Vircondelet ya había dejada patente su querencia por Consuelo en un libro anterior, Saint-Exupéry, verités et legendes, donde hay casi tantas fotos de ella como del propio Saint-Ex, teóricamente objeto del libro.
La imagen que transmite esta obra es la de un Saint-Exupéry emocionalmente inestable, caprichoso, vulnerable (lo que resulta indudable) y que trata a su esposa con gran desprecio (está menos claro, hay cartas que le escribe donde implora por un amor que, según él, ella le da en cuentagotas). El biógrafo se escandaliza ante el hecho de que, cuando ella llega a Nueva York unas semanas más tarde, él no quiera que compartan la misma casa. No se menciona, claro, que viene de una especie de retiro artístico en el campo, con amigos pintores que al parecer tenían siempre la brocha a punto. Saint-Ex y Consuelo alternaban las grandes trifulcas conyugales con apasionados reencuentros, y buscar culpables e inocentes en una pareja de vida desordenada, con amantes a porrillo por ambas partes, resulta estéril.
La principesa
Que Saint-Exupéry no fuera el marido del año, parece verosímil. Pero ya cuesta más digerir la teoría de Vircondelet de que la idea de El Principito la toma de las historias que le relataba Consuelo (mujer muy dada a inventarse cosas). Como remate a la santificación de Consuelo, incluso afirma que El Principito es un homenaje y que el Principito prácticamente es ella: “Por eso resulta normal que cuando Adèle Bréaux descubrió por primera vez el retrato de El Principito comentase el asombroso parecido que tenía con Consuelo. ¿Qué puede ser más natural –podría haber respondido Antoine-, que un hijo se parezca a su madre?”.

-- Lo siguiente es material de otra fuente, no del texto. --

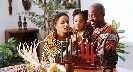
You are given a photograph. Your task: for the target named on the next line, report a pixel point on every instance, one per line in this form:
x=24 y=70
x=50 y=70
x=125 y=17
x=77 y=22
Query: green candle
x=71 y=48
x=61 y=52
x=66 y=48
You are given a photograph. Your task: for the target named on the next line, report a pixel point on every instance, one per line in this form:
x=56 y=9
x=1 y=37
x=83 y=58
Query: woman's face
x=62 y=24
x=79 y=22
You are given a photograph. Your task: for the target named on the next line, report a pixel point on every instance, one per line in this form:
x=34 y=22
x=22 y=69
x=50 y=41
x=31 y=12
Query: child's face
x=62 y=25
x=79 y=22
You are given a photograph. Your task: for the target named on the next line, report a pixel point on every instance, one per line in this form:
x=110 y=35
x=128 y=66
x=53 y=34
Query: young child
x=79 y=20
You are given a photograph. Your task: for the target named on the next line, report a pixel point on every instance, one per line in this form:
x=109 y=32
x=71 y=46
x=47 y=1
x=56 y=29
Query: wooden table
x=117 y=69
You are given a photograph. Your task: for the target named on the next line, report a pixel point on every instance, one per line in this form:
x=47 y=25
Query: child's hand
x=74 y=44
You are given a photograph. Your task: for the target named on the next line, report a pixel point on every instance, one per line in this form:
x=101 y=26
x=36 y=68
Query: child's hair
x=83 y=12
x=57 y=16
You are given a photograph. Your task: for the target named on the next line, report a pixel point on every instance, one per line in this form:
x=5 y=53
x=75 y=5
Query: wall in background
x=118 y=10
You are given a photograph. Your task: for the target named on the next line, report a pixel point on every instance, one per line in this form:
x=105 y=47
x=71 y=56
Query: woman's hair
x=83 y=12
x=57 y=16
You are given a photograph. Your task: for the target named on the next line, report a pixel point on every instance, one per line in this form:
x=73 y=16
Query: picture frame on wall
x=71 y=4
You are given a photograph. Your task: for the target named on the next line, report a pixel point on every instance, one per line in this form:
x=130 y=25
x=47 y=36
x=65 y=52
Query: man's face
x=94 y=16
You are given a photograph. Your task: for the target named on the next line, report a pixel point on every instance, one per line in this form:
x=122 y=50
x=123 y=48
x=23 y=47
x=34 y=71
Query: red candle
x=82 y=48
x=87 y=51
x=92 y=54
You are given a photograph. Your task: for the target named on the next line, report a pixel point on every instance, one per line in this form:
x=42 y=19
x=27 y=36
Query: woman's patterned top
x=51 y=50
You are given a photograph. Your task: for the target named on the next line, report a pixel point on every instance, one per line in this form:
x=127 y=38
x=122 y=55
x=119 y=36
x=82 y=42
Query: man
x=104 y=35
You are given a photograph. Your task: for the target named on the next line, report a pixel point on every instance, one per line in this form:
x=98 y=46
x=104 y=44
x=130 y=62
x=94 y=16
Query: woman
x=52 y=43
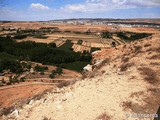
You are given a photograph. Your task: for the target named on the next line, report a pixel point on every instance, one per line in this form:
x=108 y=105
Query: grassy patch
x=129 y=36
x=67 y=46
x=94 y=49
x=40 y=36
x=5 y=56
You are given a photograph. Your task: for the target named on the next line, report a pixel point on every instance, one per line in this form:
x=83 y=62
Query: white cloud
x=105 y=5
x=39 y=6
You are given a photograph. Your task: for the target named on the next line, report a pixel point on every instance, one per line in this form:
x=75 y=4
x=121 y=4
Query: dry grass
x=66 y=83
x=157 y=56
x=137 y=49
x=127 y=105
x=149 y=74
x=147 y=45
x=103 y=116
x=46 y=118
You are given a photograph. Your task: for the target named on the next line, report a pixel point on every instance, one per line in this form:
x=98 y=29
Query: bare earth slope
x=128 y=83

Pues Antoine, como dice Vircondelet, podría haber respondido eso… o no. También podría haber respondido que llevaba haciendo ese dibujo de la figura del Princito desde mucho antes de conocer a Consuelo. Esta teoría de que El Principito es una especie de “hijo de Consuelo” en la que se empeña el biógrafo parece poco sólida. Saint-Ex explicó repetidas veces que Consuelo está clara y directamente representada por la rosa: hermosa pero a la vez insufrible y caprichosa, que le produce al pequeño príncipe en su planeta no pocos dolores de cabeza. Tan ligado está el libro a Consuelo que ni siquiera aparece dedicado a ella, lo que la sulfuró bastante, por cierto.
Al poco tiempo de su publicación, Sait-Ex consiguió que lo aceptaran en un escuadrón de reconocimiento acantonado en Nápoles y le autorizasen a realizar cinco misiones. De la quinta nunca regresó. Que Consuelo fue la mujer de su vida y fue un personaje extraordinario, no hay duda. Pero de ahí a elevarla a los altares maritales y literarios, va un trecho.

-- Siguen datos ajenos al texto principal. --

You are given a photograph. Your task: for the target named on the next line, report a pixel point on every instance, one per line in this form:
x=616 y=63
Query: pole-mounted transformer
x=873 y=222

Hemos escogido un pedacito del principito para esta tarde de viernes.
Pués sí y vamos a comenzar con su dedicatoria que ya es entrañable:
A Leon Werth:
Pido perdón a los niños por haber dedicado este libro a una persona mayor. Tengo una seria excusa: esta persona mayor es el mejor amigo que tengo en el mundo. Tengo otra excusa: esta persona mayor es capaz de entenderlo todo, hasta los libros para niños. Tengo una tercera excusa: esta persona mayor vive en Francia, donde pasa hambre y frío. Verdaderamente necesita consuelo. Si todas esas excusas no bastasen, bien puedo dedicar este libro al niño que una vez fue esta persona mayor. Todos
los mayores han sido primero niños. (Pero pocos lo recuerdan). Corrijo, pues, mi dedicatoria:

A LEON WERTH
CUANDO ERA NIÑO

Vamos a leer ahora un fragmento de este maravilloso relato:

Me costó mucho tiempo comprender de dónde venía. El principito, que me hacía muchas preguntas, jamás parecía oír las mías. Fueron palabras pronunciadas al azar, las que poco a poco me revelaron todo. Así, cuando distinguió por vez primera mi avión (no dibujaré mi avión, por tratarse de un dibujo demasiado complicado para mí) me preguntó:
—¿Qué cosa es esa? —Eso no es una cosa. Eso vuela. Es un avión, mi avión.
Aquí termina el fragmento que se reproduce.